Parfois, la composition du train peut parfois aussi jouer des tours aux voyageurs. En effet, il suffit de se retrouver face à un wagon de première classe pour que leurs plans de trouver un siège inoccupé soient déjoués. Mais est-il possible de prédire à l’avance où se situera la première classe? Pas vraiment. La seule solution d’obtenir d’éventuels indices sur la position des voitures de première classe, c’est de lire le panneau d’annonce sur le quai et d’écouter les annonces en gare. Mais ce n’est pas systématique.

En bas ou en haut?

Nous avons profité de notre enquête pour poser une autre question qui nous turlupinait à nos interlocuteurs: quand on se retrouve face à un train à deux étages, a-t-on plus de chance de trouver une place libre en haut ou en bas? Malgré leur expérience, les contrôleurs interrogés avaient du mal à dégager une véritable tendance. «Si on part du principe de la paresse, il y a moins de marches pour aller en bas et les gens ont peut-être plus tendance à aller en bas. Mais il n’y a pas vraiment de règles», admet un contrôleur. Un autre nous a confirmé le phénomène. «Je ne sais pas si c’est à cause de la fainéantise mais vous trouverez plus facilement de la place à l’étage», nous affirme un contrôleur en service depuis six ans.

Avec tous ces petits conseils, vous devriez optimiser vos chances de trouver une place assise en montant dans un train déjà bien rempli.

Et si vous voyagez avec un vélo?

Quand il s’agit de trouver une place, les choses peuvent parfois se compliquer pour celles et ceux qui voyagent avec un vélo. «Quand c’est un train Desiro, c’est assez facile car il y a une signalétique qui indique en grand sur la voiture où il faut monter.
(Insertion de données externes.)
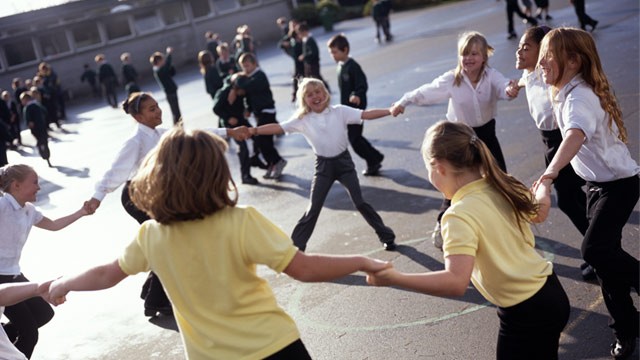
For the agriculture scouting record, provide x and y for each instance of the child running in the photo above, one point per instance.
(325, 128)
(593, 142)
(488, 239)
(473, 90)
(205, 249)
(18, 189)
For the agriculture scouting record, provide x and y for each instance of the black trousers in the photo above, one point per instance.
(25, 318)
(328, 170)
(609, 206)
(531, 330)
(152, 291)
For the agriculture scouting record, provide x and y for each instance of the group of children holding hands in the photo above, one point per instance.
(197, 225)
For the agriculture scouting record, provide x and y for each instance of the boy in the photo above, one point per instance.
(163, 71)
(353, 92)
(260, 100)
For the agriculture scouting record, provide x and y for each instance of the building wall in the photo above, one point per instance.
(186, 37)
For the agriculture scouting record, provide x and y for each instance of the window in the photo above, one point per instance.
(199, 8)
(54, 43)
(19, 52)
(117, 27)
(86, 34)
(146, 22)
(173, 13)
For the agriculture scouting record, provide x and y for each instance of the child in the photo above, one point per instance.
(571, 198)
(260, 100)
(18, 189)
(205, 249)
(488, 240)
(473, 90)
(35, 116)
(353, 92)
(11, 294)
(144, 109)
(593, 142)
(325, 128)
(163, 71)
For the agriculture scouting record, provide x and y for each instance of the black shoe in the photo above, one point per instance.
(623, 349)
(390, 246)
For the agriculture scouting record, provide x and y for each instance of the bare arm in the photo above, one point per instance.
(96, 278)
(452, 281)
(314, 268)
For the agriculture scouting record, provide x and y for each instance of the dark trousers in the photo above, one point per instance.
(152, 292)
(265, 142)
(25, 318)
(362, 146)
(583, 18)
(328, 170)
(172, 99)
(531, 329)
(572, 200)
(609, 206)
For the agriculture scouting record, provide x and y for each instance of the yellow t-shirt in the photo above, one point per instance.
(224, 310)
(480, 223)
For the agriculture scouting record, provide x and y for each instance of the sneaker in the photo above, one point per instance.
(276, 170)
(436, 237)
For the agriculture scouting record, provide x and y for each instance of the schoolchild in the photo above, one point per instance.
(35, 115)
(594, 137)
(163, 72)
(353, 92)
(488, 240)
(325, 128)
(571, 199)
(144, 109)
(18, 189)
(260, 101)
(227, 311)
(108, 79)
(472, 90)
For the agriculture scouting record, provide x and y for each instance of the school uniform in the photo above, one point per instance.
(326, 132)
(613, 189)
(353, 81)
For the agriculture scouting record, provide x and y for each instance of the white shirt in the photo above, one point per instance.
(326, 132)
(539, 101)
(603, 156)
(15, 224)
(472, 106)
(128, 161)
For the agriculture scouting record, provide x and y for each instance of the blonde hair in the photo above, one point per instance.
(12, 173)
(185, 177)
(574, 44)
(458, 144)
(305, 85)
(465, 43)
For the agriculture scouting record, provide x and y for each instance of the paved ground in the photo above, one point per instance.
(344, 319)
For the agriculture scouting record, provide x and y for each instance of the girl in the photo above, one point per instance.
(205, 249)
(473, 90)
(18, 189)
(593, 142)
(571, 198)
(488, 239)
(325, 128)
(144, 109)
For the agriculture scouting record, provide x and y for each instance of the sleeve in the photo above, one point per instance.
(265, 243)
(122, 166)
(435, 92)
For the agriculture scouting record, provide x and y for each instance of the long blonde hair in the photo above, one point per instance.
(458, 144)
(305, 85)
(465, 43)
(185, 177)
(574, 44)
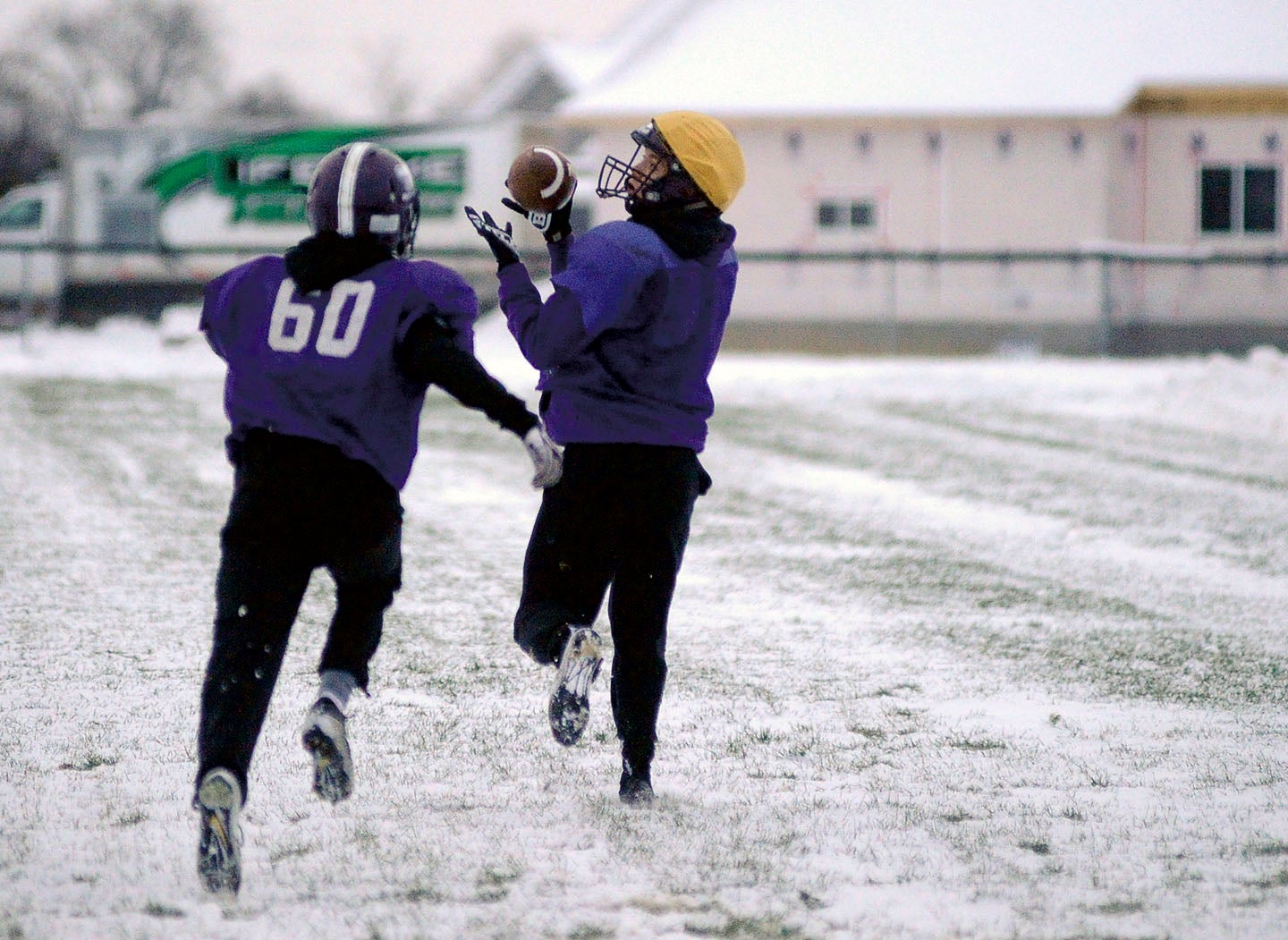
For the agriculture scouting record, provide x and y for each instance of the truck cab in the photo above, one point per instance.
(30, 218)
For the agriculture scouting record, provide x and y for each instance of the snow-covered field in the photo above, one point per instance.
(962, 649)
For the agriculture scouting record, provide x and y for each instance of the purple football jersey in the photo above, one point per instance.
(321, 365)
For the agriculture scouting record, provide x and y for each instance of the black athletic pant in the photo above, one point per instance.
(296, 505)
(618, 517)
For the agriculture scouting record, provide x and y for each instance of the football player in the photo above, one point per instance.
(625, 345)
(330, 351)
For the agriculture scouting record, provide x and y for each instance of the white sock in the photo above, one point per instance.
(338, 685)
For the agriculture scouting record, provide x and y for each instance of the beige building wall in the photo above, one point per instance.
(992, 184)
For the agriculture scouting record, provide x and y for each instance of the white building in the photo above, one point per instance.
(1062, 176)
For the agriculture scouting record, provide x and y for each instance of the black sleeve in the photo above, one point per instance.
(429, 356)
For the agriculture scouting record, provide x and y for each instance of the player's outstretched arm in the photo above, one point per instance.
(429, 356)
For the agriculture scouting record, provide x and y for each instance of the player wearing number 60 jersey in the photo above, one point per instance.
(330, 351)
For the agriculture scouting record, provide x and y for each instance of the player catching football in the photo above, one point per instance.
(330, 351)
(625, 345)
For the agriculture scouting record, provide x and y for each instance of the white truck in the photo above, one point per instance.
(142, 218)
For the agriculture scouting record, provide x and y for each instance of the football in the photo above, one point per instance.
(541, 179)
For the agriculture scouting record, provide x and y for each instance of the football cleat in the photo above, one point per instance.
(219, 850)
(325, 740)
(635, 788)
(570, 699)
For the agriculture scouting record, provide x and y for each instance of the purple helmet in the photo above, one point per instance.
(365, 190)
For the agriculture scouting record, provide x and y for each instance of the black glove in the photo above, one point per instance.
(500, 240)
(554, 225)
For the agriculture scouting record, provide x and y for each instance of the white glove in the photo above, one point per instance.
(547, 457)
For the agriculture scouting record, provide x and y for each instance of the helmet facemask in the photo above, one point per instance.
(652, 179)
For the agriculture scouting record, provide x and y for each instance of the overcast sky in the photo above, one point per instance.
(328, 50)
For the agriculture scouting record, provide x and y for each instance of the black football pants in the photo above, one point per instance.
(298, 505)
(620, 517)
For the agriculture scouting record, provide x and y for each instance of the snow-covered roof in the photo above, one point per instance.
(925, 57)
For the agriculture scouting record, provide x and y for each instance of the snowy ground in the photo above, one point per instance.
(962, 649)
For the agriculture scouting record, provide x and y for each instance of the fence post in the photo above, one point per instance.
(893, 299)
(1106, 305)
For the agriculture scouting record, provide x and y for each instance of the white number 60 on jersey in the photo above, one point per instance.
(292, 324)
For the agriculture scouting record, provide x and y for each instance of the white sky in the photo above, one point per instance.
(328, 50)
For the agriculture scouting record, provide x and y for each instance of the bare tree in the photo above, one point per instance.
(37, 114)
(133, 57)
(268, 101)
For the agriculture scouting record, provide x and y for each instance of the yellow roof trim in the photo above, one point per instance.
(1208, 99)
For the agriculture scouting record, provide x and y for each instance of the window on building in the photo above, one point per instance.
(1238, 199)
(845, 214)
(1260, 197)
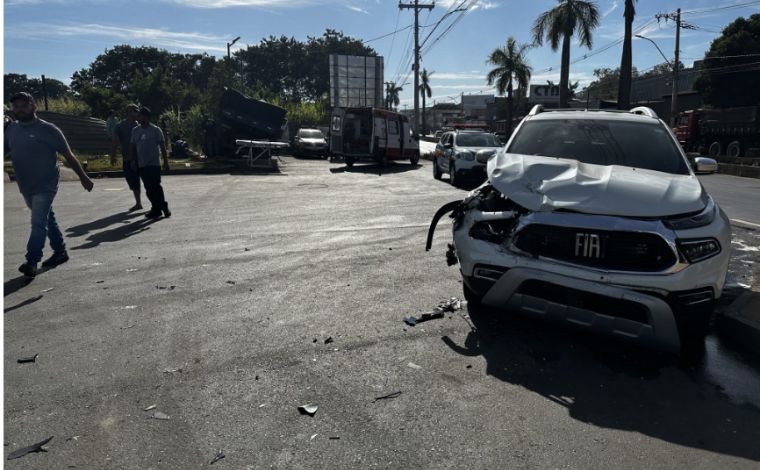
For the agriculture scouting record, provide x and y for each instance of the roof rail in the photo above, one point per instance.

Cela dépend comment les automotrices sont disposées, mais c’est souvent en tout début et en toute fin de convoi, parfois au milieu. Dans les autres trains, les wagons qui peuvent accueillir des vélos sont plus souvent rejetés aux extrémités», nous indique un contrôleur. Mais il n’y a pas de règles préétablies. Malheureusement pour les voyageurs, que ce soit via l’application SNCB ou les indications en gare, la situation des wagons pour les vélos n’est jamais indiquée à l’avance.